Thursday, December 20, 2012

Many of Coleridge’s poems feature narrators who are part of the dramatic description of the scene. How does Coleridge influence our reading of his work by tracing his speaker's thoughts? In what ways does his style create a tone of immediacy?

Two Coleridge poems immediately jump to mind that illustrate the idea that narrators are part of the dramatic description of the scene—and in both cases, the narrator's voice seems to reach out of the poem toward the reader. This does increase our sense of immediacy by encouraging us to share the narrator's emotions. We are encouraged to put ourselves directly in his place.
In "Frost at Midnight," the narrator speaks to us from within the poem, metaphorically inviting us into his cottage, where the frost (cold weather) has kept others away. He is alone with his baby. He addresses us, the readers, in the first person:

My cradled infant slumbers peacefully. (emphasis added)
The first person voice makes the poem quite intimate. The narrator then moves from showing us his cottage home to sharing with us details of his childhood. He expresses his love for his infant son:

My babe so beautiful! it thrills my heart
With tender gladness, thus to look at thee

These simple words draw us into his emotional circle and help us share with him his hopes for his infant son's future.
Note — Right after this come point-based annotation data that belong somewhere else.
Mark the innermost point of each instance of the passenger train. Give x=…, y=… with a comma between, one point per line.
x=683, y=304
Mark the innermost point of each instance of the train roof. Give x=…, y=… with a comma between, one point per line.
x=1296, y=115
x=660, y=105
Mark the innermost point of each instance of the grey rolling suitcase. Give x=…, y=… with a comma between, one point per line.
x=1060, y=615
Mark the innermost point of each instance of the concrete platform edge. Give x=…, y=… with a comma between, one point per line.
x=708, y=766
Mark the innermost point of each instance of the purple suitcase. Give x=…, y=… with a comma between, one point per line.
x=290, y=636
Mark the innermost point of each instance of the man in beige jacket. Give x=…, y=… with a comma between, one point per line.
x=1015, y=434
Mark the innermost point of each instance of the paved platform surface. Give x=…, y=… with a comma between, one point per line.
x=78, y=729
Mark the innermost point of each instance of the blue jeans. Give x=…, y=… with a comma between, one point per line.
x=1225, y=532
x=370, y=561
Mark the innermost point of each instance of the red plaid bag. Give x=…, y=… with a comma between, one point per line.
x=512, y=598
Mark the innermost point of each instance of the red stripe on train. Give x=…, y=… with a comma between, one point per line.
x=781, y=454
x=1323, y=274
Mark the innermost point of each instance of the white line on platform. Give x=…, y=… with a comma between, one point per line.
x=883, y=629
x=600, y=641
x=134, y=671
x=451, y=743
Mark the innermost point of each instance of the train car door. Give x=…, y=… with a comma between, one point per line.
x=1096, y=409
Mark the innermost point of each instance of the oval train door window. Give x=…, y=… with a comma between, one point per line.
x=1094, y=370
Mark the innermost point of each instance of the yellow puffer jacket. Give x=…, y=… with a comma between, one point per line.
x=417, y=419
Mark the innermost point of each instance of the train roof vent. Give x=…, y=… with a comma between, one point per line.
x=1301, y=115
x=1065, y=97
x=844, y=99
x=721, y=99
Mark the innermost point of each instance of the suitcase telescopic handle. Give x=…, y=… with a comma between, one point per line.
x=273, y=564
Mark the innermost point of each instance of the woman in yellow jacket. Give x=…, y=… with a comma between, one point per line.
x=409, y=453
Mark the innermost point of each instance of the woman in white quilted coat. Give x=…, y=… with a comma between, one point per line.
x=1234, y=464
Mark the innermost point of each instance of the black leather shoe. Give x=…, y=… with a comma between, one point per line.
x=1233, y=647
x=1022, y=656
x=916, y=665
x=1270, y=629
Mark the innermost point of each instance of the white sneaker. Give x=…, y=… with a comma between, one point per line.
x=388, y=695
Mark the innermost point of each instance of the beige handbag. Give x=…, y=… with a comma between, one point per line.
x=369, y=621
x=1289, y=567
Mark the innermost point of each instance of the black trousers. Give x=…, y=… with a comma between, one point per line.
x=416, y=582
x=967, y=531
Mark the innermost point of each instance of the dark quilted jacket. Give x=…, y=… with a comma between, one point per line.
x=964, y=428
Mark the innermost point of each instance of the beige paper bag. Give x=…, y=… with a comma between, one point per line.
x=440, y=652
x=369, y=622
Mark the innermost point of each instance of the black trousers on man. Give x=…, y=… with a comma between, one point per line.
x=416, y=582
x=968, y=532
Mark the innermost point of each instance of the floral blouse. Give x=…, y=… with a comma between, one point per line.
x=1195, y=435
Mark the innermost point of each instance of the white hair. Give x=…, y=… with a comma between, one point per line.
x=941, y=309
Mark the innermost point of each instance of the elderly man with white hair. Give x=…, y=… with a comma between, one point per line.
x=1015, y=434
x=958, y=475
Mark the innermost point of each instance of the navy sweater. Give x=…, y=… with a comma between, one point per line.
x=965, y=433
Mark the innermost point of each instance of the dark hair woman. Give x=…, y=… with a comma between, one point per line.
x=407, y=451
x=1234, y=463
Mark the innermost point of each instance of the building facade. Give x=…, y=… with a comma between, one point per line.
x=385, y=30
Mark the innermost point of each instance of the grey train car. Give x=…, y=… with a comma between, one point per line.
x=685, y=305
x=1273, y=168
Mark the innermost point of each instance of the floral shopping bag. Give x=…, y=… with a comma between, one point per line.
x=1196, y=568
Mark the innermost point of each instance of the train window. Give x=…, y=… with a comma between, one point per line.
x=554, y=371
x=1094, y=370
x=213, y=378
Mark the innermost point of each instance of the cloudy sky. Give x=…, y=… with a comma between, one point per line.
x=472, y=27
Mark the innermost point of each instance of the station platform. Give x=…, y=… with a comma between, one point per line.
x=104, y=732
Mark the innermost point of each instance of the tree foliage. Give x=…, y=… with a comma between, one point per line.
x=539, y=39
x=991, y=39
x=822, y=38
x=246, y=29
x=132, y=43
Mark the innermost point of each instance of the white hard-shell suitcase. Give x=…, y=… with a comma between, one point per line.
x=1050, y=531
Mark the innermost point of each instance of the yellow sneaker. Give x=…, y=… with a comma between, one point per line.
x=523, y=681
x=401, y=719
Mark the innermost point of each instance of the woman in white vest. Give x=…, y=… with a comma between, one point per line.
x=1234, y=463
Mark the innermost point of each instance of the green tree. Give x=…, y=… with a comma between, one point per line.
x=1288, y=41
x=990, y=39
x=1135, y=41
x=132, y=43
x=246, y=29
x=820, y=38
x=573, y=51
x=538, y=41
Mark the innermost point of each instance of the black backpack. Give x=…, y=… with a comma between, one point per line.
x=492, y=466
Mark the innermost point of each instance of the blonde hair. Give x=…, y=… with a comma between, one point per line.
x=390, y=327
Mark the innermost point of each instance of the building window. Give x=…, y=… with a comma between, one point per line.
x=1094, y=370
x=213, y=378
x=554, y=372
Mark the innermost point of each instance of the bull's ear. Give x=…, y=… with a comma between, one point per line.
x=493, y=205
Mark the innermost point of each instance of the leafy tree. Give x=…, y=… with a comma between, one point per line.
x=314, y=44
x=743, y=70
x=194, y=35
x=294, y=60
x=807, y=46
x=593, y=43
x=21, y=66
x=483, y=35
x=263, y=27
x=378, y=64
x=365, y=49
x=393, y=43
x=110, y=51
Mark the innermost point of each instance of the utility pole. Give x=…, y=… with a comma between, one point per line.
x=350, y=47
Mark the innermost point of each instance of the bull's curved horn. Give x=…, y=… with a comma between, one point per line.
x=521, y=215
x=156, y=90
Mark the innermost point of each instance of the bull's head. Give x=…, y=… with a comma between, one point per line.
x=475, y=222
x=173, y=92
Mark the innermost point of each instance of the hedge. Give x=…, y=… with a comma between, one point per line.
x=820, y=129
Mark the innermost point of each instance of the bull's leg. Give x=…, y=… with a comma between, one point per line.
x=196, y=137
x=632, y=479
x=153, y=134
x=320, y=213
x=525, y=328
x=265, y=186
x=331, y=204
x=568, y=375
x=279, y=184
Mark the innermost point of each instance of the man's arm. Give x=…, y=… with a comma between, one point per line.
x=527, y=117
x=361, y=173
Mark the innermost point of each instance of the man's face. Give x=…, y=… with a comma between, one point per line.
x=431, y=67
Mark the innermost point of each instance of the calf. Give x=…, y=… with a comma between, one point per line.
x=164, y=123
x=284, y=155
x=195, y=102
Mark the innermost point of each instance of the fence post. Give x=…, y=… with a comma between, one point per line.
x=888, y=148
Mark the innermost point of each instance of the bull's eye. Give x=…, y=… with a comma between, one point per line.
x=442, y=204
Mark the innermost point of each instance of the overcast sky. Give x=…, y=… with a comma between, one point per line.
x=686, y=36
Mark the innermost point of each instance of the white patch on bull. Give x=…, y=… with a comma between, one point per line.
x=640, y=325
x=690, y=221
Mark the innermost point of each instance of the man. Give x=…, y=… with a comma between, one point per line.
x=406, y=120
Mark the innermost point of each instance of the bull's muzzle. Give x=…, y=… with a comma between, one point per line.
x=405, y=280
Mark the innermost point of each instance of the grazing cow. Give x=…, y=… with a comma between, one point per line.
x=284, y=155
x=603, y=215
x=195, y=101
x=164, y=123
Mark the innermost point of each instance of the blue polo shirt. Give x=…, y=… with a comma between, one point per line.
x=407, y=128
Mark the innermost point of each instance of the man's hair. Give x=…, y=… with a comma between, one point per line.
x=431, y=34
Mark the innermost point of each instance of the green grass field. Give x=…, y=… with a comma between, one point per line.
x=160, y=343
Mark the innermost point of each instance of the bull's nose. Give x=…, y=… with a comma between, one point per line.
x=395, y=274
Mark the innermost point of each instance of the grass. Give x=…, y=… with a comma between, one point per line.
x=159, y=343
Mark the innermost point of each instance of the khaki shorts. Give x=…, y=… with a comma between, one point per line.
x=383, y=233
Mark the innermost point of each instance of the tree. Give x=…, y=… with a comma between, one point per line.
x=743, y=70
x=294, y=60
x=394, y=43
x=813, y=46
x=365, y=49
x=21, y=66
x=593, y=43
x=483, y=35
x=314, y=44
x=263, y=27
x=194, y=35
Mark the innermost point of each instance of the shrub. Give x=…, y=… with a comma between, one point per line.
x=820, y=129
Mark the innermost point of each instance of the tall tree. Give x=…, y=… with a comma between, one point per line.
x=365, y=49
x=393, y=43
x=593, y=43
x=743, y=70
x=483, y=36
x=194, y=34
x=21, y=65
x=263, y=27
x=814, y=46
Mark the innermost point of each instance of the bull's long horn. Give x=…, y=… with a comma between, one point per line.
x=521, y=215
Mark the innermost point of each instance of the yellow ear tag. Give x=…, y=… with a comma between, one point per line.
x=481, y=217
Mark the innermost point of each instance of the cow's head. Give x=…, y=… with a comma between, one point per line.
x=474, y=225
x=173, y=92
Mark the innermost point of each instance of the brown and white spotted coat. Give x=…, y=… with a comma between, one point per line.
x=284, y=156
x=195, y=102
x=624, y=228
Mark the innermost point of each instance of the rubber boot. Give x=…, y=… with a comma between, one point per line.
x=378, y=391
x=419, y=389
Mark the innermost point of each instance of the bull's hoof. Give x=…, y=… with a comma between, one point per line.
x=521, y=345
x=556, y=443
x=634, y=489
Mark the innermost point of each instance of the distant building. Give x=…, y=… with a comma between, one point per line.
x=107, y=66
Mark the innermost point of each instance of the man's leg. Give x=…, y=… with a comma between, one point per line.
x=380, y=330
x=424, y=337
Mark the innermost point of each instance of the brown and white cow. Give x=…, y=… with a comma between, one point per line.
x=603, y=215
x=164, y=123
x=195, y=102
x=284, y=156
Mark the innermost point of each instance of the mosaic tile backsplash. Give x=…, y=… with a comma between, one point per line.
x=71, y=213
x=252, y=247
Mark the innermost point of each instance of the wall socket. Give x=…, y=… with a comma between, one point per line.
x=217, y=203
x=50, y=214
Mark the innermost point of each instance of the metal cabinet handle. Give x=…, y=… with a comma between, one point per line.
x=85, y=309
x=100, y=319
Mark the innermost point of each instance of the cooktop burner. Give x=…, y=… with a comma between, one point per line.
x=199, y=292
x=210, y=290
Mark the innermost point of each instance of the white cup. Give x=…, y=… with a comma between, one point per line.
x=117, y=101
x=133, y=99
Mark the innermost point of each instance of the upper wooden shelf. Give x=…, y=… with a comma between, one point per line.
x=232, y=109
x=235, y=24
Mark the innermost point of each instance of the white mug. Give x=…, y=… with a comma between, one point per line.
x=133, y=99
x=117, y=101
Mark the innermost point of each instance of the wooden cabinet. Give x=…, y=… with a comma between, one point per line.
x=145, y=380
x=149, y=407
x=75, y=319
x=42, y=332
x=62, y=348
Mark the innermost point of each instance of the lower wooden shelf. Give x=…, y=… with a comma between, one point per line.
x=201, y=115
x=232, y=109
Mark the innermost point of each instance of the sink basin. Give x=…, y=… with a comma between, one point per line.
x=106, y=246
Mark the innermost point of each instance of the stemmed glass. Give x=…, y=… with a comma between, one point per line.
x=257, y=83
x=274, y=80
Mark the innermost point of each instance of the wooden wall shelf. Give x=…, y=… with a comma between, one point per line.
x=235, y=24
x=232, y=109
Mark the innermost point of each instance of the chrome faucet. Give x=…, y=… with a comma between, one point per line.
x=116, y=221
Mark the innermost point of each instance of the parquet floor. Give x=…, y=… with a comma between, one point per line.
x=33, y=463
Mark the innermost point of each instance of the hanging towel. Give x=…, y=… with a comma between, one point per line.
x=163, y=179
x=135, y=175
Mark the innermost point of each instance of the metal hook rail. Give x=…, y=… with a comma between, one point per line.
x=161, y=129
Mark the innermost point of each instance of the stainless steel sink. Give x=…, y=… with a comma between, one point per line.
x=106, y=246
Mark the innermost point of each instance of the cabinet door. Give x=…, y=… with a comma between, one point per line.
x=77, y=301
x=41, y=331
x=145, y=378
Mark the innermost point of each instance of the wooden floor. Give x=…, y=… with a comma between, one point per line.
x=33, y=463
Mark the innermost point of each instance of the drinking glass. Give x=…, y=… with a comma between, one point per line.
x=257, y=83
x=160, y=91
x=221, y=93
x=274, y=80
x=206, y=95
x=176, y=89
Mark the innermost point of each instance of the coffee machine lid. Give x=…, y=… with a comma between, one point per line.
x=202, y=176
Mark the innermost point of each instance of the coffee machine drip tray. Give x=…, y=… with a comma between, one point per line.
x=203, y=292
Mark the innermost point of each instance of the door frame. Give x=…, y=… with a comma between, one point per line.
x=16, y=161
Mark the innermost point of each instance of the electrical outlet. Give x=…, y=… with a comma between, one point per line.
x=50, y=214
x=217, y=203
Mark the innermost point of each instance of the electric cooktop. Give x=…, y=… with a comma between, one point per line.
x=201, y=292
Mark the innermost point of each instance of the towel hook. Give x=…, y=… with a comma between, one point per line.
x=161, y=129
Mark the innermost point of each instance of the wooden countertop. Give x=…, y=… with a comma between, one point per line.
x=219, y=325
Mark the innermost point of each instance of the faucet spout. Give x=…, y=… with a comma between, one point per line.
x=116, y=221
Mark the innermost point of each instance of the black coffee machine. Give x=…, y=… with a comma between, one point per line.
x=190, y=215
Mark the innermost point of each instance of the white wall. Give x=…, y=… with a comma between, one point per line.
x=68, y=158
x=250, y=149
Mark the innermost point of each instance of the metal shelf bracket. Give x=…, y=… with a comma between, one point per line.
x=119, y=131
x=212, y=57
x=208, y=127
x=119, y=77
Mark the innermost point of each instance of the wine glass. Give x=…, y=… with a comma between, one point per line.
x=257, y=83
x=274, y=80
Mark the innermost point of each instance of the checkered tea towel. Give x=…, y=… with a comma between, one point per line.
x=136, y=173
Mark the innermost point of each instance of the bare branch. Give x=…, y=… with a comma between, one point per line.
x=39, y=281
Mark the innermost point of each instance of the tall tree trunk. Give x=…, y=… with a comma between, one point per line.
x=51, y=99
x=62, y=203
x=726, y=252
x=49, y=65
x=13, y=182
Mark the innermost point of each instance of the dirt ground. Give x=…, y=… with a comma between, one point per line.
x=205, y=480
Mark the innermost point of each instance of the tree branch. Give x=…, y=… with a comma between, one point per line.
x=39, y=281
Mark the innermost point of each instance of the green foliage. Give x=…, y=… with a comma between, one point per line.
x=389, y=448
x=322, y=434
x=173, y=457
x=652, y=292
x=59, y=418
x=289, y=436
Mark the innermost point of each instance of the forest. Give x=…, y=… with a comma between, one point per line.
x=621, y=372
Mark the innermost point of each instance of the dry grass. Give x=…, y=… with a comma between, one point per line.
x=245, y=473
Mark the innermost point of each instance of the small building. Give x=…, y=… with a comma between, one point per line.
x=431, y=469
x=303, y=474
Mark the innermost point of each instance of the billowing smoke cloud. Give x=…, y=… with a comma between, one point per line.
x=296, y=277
Rime of the Ancient Mariner, a much longer poem, works within a frame narrative. A wedding guest recalls being stopped by the Ancient Mariner on his way into a wedding. He says to the Mariner:

Now wherefore [why] stopp'st thou me?

He goes on to say that "I am next of kin."
This first person narration also pulls us directly into the scene, as if we are part of it. When the imagery of the poem pulls away to speak of the wedding guest in the third person as "he," the guest is sitting as spellbound as a three year old, fixated on the Mariner's story.
This models the readers themselves—interrupted by the Mariner as much as the wedding guest and needing to drop everything and pay attention to the story the Mariner has to tell. At this point, when the Mariner takes over the narrative, we are already in our proper place as listeners and emotionally primed for his story.